G. Heileman Brewing Co.'s persistent efforts to gain ground on its larger competitors in the beer industry were finally rewarded yesterday when the La Crosse, Wis.-based brewer won control of Pabst Brewing Co.

"Now we can all get back to what we do best," Heileman Chairman Russell G. Cleary said. "Sell beer."

Pabst President William Smith Jr. called the takeover, which ended a yearlong dispute for control of Pabst, "the best Christmas present I've ever had."

But while Heileman's victory ended the complicated battle over Pabst, it put into motion an equally complicated agreement with the Justice Department that will see most of Pabst reemerge as an independent company -- owned by shareholders of Olympia Brewing Co. Heileman will have no interest in the new company.

Heileman said Pabst shareholders had offered 6.73 million shares of the company to Heileman's $32-a-share offer, well over the 5.6 million shares Heileman sought and the 4.2 million it needed to gain control of Pabst. There are about 8.2 million shares of Pabst outstanding. Pabst management had supported the Heileman bid.

In gaining control of Pabst, Heileman turned away an offer for Pabst by San Francisco beer magnate Paul Kalmanovitz, who until recently was a partner in a competing attempt by Minnesota financier Irwin Jacobs to buy out Pabst. But Jacobs, a dissident shareholder of Pabst who had been trying for a year to oust Pabst's management and gain control of the company, switched allegiance to Heileman a few weeks ago, taking with him 1.1 million shares of Pabst stock.
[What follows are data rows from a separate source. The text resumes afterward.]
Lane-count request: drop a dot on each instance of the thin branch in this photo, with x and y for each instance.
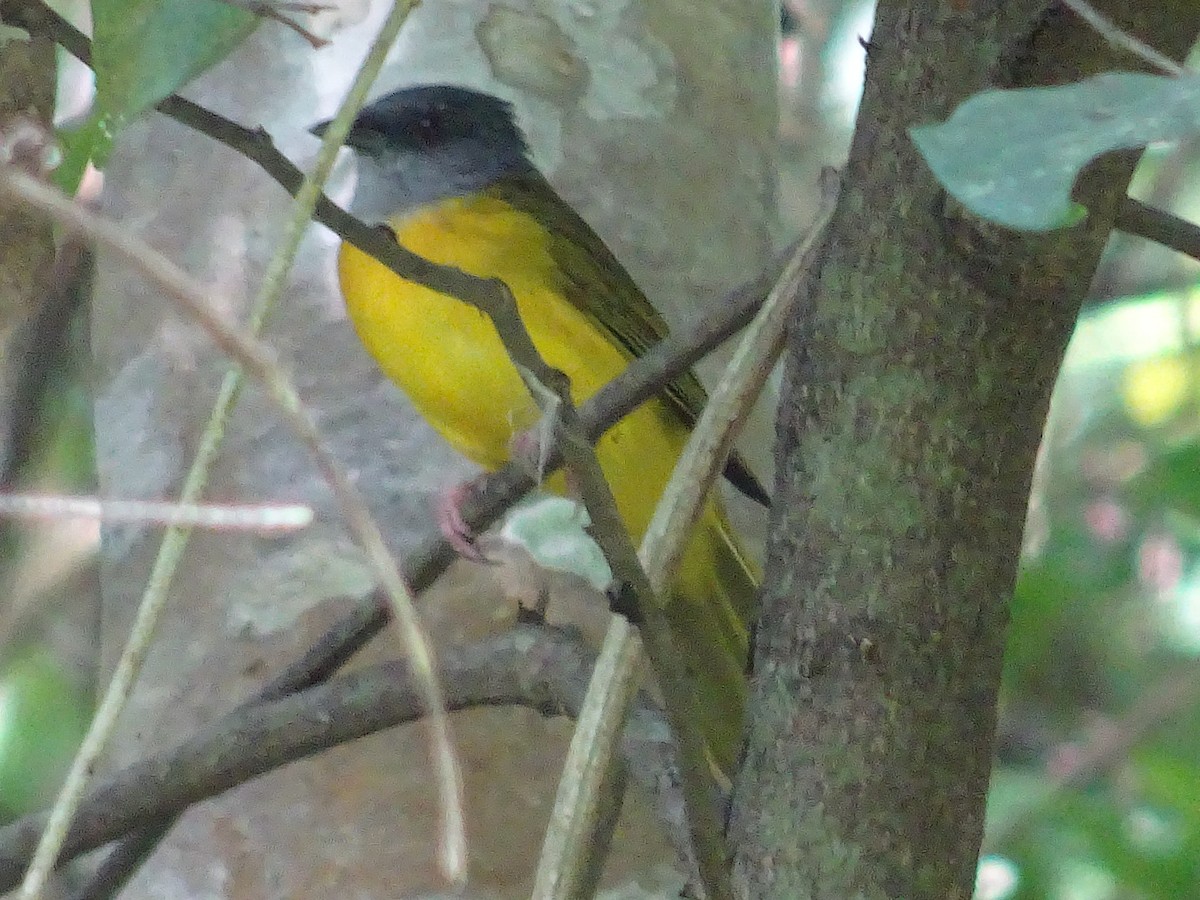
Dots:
(257, 359)
(275, 12)
(546, 383)
(41, 353)
(567, 847)
(645, 378)
(540, 667)
(256, 145)
(1159, 226)
(264, 517)
(1122, 40)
Kalmanovitz has filed a $90 million suit against Heileman and Pabst, who in turn have sued him.

Kalmanovitz, who owns the companies that make Falstaff and Pearl beer, had been offering $40 a share for 4.15 million shares of Pabst. He set that price Wednesday, up from his previous $32-a-share bid, after Heileman matched the original offer last week. But Kalmanovitz' increase apparently came too late; a Pabst spokesman said only about 500,000 Pabst shares defected from the Heileman offer to Kalmanovitz after he raised the ante.

Kalmanowitz had no comment on the Heileman announcement.

Under an agreement with the Justice Department, Heileman will not be able to keep all of Pabst, and must spin off most of the company, keeping only a handful of Pabst brand names--including Lone Star and Red White and Blue -- and three breweries.

The spun-off company, retaining the Pabst name, will be based in Milwaukee and owned by shareholders of Olympia. Pabst bought 49 percent of Olympia earlier this year. The "new" Pabst will brew beer under the Pabst and Olympia brands, and under some associated labels.

Heileman officials believe that even the small addition to their company's brewing and marketing capacity will help it compete in a market in which small regional brewers have been joining forces to do battle with industry giants Anheuser Busch Cos. Inc. -- maker of Budweiser -- and Philip Morris Inc.'s Miller division.

When all the deal-making is complete, Heileman will still rank fourth in the industry, behind Anheuser-Busch, Miller, and Stroh Brewery Co., which acquired Jos. Schlitz Brewing Co. earlier this year. But Heileman will be a bit closer to the leaders than it was before -- about as close as the Justice Department will probably allow, according to industry analysts. In particular, the acquisition will give Heileman access to the Sun Belt market.